Dentro dos muros de pedra da cidade, erguidos no século 17, Amanda Fullerton juntou-se às famílias de vítimas que acusam o governo britânico de encerrar investigações sobre assassinatos ocorridos durante a guerra de guerrilha entre nacionalistas católicos e unionistas protestantes. O pai dela, Eddie Fullerton, foi morto a tiros por membros de um grupo paramilitar legalista (protestante) em 1991.
No dia seguinte, uma banda legalista de flauta e tambor marchou no bairro protestante de Waterside, para marcar os 31 anos do assassinato de Cecil McKnight, um ex-comandante paramilitar. O Exército Republicano Irlandês, ou IRA, afirmou que escolheu McKnight para vingar a morte de Fullerton.
Paixões inflamadas
O Brexit inflamou paixões em muitos desses bairros legalistas e unionistas – favoráveis à permanência no Reino Unido – porque foram necessários complexos arranjos comerciais com a União Europeia que, afirmam os unionistas, levantaram um muro entre a Irlanda do Norte e Inglaterra, Escócia e Gales.
“Homens de negócios sempre encontrarão maneiras de fazer negócios”, afirmou Jim Roddy, diretor da City Centre Initiative de Derry, cidade que também é chamada de Londonderry pelos unionistas. “Mas mexa com a identidade das pessoas e você vai ver algo incontrolável. A questão da identidade é algo muito mais arraigado.”
Ex-bombeiro e diretor do clube de futebol de Derry, Roddy, de 62 anos, negociou com grupos de ambos os lados para evitar que rituais como paradas e fogueiras acabem em violência. Ainda que o registro de reuniões públicas pacíficas em Derry seja bom, ele afirmou temer que as ações mais recentes do Reino Unido possam inflamar antigas animosidades.
As questões identitárias também estão sendo agravadas pela chamada lei do legado, proposta pelo primeiro-ministro Boris Johnson, mas de maneira diferente. Destinada a acertar as contas de milhares de assassinatos não solucionados durante as três décadas do conflito, a legislação pretende garantir imunidade a pessoas que cooperarem com investigações conduzidas por uma nova Comissão Independente para Reconciliação e Recuperação da Memória.
Mas isso não resultaria em nenhuma nova investigação criminal relacionada aos assassinatos, o que provocou forte oposição de famílias de vítimas de ambos os lados.
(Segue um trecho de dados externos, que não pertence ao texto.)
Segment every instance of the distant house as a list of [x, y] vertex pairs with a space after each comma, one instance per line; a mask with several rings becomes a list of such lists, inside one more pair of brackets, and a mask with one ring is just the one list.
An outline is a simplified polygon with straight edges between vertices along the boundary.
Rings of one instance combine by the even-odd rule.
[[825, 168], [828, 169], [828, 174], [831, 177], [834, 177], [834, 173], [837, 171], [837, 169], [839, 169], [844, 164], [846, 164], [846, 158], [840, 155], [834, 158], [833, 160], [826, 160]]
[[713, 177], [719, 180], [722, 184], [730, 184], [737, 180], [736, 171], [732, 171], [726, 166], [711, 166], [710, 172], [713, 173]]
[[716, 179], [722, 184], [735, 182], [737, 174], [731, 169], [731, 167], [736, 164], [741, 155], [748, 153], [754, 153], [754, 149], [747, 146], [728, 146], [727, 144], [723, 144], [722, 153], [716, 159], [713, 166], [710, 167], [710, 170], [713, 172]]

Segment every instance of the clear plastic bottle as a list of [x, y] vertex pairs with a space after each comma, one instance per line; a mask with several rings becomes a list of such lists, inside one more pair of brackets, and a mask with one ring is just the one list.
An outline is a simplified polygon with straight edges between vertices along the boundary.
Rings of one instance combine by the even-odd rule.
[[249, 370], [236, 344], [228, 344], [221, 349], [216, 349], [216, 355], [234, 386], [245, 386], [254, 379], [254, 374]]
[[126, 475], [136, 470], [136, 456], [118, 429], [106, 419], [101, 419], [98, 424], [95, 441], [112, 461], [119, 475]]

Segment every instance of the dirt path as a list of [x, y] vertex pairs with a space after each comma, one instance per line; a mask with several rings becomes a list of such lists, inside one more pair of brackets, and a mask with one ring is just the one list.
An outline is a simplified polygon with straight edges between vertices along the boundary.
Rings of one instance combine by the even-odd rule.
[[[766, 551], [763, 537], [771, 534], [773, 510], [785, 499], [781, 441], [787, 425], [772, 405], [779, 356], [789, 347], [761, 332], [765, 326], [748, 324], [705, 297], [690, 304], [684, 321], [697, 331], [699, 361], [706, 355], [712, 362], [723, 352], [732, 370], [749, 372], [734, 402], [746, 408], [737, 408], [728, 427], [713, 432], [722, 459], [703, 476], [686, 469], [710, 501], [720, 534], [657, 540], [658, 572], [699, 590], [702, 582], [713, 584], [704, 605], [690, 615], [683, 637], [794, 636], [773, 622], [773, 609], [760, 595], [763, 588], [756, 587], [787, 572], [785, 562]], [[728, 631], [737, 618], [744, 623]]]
Elas argumentam que isso as privaria de justiça, especialmente nos casos em que as forças de segurança britânicas ou a polícia agiram em conluio com organizações paramilitares.
“Somos as vozes dos nossos pais – e não seremos silenciadas”, afirmou Phyllis Kealey, cujo pai, Sean Dalton, foi morto em 1988 por uma bomba plantada pelo IRA. A família Dalton acredita há muito tempo que a polícia sabia que explosivos haviam sido instalados na casa em que seu pai foi assassinado e não fez nada para evitar sua morte.
Risco de tensões
Ainda que a lei, que o governo espera aprovar este ano, afete um grupo muito menor de pessoas do que as regras pós-Brexit, ela é mais fácil de entender e, portanto, mais capaz de desencadear tensões.
Uma pequena multidão se reuniu na semana passada perto do Guildhall de Derry para ouvir as famílias das vítimas recontarem suas histórias, ostentando um cartaz que dizia, “Não ao acobertamento do governo britânico”.
O debate a respeito dos assassinatos não desvendados assombra particularmente a polícia, que ainda é vista com profundo ressentimento em Derry por grande parte do público. Para Marty Reid, superintendente da polícia da cidade, superar as desconfianças sobre a legislação é o maior obstáculo para a recuperação da imagem do departamento.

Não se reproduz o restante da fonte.